The council also heard comments and questions on money spent to keep public pools open; on traffic safety on the Alewife Brook Parkway near Mount Auburn Hospital; and on several homeowners’ years-long wish to leave the Avon Hill Neighborhood Conservation District, claiming its construction rules are unfairly strict.

Public comment was just the beginning of a prolonged, election-season meeting, with questions and answers even on relative minutiae — how long it takes to cross a portion of Massachusetts Avenue between two crosswalks, responsibility for the cigarette butts that fall between bricks near sidewalk dining — slowing council and city manager business to a crawl.
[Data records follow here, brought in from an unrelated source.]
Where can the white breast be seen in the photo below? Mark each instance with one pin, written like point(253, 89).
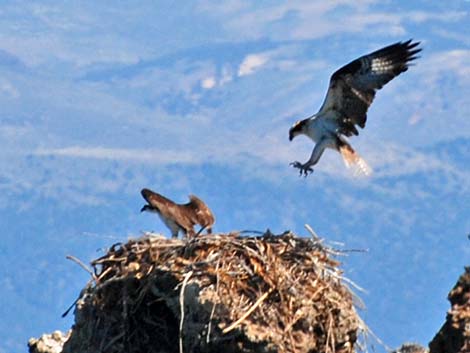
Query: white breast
point(321, 127)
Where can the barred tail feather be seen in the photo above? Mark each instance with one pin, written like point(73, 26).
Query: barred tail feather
point(354, 161)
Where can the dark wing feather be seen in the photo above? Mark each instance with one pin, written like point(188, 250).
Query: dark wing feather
point(353, 87)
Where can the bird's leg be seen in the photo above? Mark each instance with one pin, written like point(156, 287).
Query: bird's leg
point(306, 168)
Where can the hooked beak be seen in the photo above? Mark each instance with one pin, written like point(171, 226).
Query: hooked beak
point(291, 135)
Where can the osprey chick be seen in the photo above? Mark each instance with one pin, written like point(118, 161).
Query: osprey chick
point(350, 93)
point(179, 217)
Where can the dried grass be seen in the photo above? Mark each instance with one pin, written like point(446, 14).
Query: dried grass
point(216, 293)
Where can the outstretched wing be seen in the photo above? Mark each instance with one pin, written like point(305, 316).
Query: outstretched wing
point(353, 87)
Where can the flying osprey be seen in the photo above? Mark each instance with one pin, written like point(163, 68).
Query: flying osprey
point(350, 93)
point(179, 217)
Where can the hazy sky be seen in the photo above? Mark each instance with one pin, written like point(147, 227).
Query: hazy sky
point(101, 99)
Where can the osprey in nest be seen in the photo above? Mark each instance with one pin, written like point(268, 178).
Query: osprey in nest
point(350, 93)
point(179, 217)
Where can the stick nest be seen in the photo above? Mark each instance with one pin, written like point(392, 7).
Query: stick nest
point(217, 293)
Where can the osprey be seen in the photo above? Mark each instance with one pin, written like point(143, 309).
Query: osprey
point(179, 217)
point(350, 93)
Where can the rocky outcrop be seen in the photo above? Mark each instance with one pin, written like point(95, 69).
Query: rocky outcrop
point(454, 336)
point(216, 293)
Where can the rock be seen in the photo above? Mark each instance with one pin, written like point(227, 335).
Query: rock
point(454, 336)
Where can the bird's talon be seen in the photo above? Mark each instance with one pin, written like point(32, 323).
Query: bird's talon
point(303, 169)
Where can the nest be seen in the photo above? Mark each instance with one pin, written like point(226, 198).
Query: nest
point(216, 293)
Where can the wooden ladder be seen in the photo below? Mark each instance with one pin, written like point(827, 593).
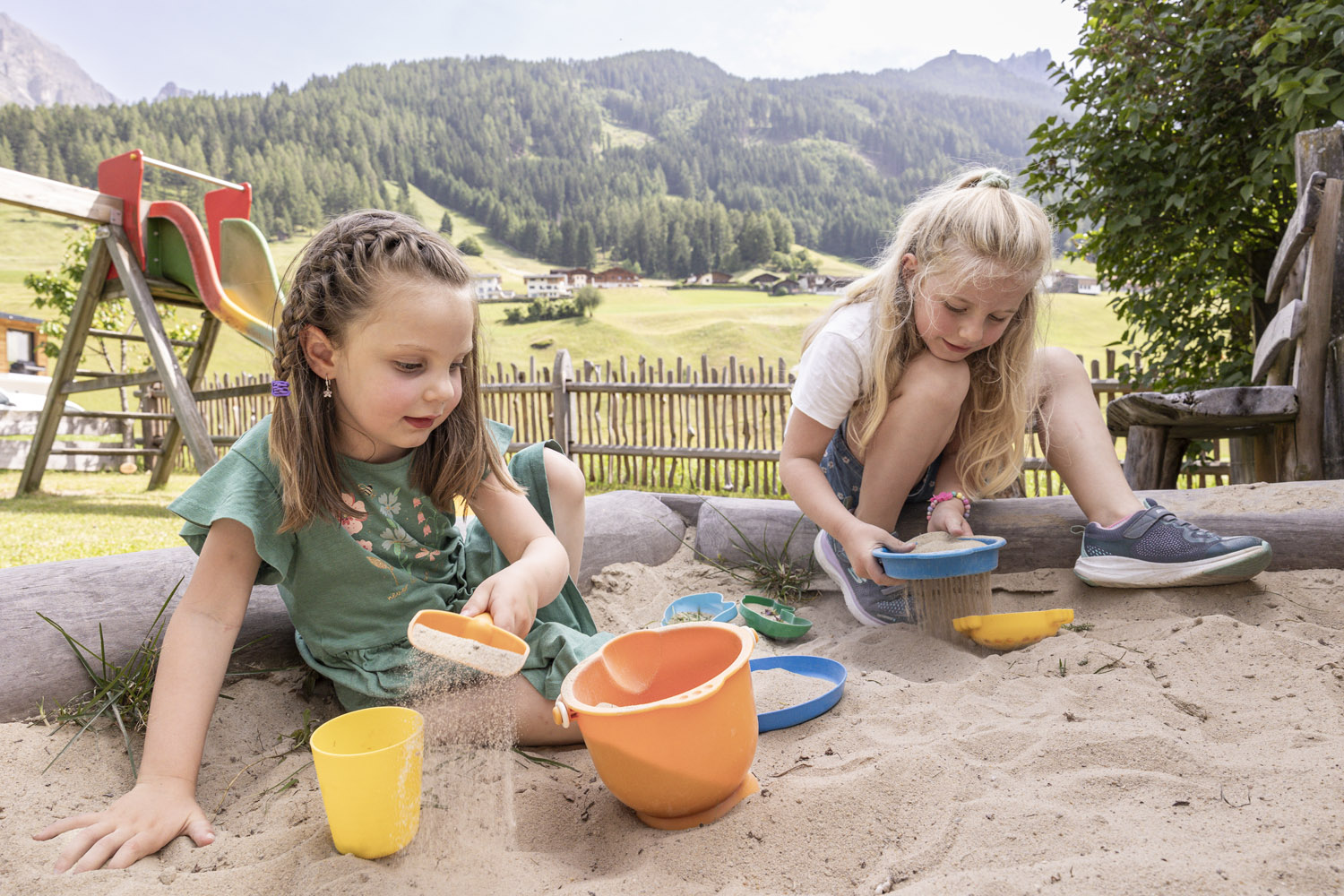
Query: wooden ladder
point(112, 249)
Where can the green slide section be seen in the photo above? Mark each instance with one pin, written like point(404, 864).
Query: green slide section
point(247, 274)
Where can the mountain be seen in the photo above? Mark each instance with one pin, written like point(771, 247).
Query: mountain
point(172, 91)
point(659, 160)
point(37, 73)
point(1016, 80)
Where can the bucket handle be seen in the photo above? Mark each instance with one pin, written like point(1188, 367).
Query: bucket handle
point(561, 713)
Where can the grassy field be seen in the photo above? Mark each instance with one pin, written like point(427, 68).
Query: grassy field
point(81, 514)
point(658, 320)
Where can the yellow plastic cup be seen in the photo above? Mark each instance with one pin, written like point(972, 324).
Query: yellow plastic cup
point(368, 769)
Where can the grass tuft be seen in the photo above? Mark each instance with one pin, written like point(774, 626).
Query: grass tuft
point(765, 570)
point(120, 692)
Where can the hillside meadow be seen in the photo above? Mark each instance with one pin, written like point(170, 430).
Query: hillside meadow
point(658, 320)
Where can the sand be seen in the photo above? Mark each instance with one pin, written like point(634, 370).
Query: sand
point(1190, 742)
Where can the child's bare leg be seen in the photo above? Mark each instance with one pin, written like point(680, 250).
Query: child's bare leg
point(535, 720)
point(566, 484)
point(1077, 443)
point(914, 430)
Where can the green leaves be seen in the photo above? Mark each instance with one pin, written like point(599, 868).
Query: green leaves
point(1179, 166)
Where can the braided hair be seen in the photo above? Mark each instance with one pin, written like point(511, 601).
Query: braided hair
point(331, 289)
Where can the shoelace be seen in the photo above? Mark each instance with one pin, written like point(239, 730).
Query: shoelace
point(1175, 521)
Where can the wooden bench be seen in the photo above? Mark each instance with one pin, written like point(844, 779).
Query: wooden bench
point(1290, 422)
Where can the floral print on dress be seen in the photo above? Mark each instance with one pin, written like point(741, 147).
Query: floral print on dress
point(389, 503)
point(397, 540)
point(352, 524)
point(395, 549)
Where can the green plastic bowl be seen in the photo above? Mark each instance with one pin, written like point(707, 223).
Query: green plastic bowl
point(784, 626)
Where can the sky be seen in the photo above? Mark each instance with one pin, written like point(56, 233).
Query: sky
point(247, 46)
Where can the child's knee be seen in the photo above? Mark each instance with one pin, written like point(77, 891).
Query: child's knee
point(935, 384)
point(564, 477)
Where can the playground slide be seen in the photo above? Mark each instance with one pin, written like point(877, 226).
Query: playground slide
point(244, 292)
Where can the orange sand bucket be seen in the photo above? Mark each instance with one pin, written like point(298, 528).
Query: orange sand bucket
point(669, 720)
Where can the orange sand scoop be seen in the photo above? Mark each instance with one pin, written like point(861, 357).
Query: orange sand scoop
point(1012, 630)
point(470, 641)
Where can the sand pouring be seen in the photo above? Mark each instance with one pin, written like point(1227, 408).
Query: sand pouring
point(470, 641)
point(949, 582)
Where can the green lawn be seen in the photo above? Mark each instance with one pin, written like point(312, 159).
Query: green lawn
point(656, 320)
point(81, 514)
point(86, 513)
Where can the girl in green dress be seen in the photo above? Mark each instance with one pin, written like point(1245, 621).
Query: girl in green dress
point(344, 500)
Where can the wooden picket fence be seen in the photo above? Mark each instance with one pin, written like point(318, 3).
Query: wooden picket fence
point(652, 425)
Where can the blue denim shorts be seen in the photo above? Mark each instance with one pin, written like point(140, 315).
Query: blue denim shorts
point(844, 473)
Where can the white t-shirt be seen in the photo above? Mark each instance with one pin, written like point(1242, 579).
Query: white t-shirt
point(835, 367)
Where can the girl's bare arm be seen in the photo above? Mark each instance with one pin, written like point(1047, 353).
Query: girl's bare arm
point(800, 470)
point(538, 562)
point(195, 653)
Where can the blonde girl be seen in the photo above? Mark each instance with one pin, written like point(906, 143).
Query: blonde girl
point(919, 384)
point(344, 500)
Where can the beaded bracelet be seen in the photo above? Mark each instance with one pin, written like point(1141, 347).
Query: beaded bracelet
point(949, 495)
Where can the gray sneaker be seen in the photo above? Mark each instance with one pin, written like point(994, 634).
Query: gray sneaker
point(1155, 548)
point(871, 603)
The council started by discussing the pools at length, with proposals being floated for the city taking over the full expense, seeking sponsorship from a deep-pocketed company such as Microsoft Corp., which has offices in Cambridge — both allowing the pools to stay open later during the summer without reliance on the state budget —  and looking into new river-based pool structures. Healy resisted (giving a flat “no” that drew laughs) to taking on full responsibility for the pools, and City Councilor Marjorie C. Decker said, “The state is trying to dump this in our laps.” Councilors and Healy agreed funding talks with the city’s legislative delegation were in order.

The lack of lifeguards when student employees left for college had been given as one reason for closing pools. City Councilor David P. Maher called that “a bogus argument,” backed by City Councilor Kenneth E. Reeves.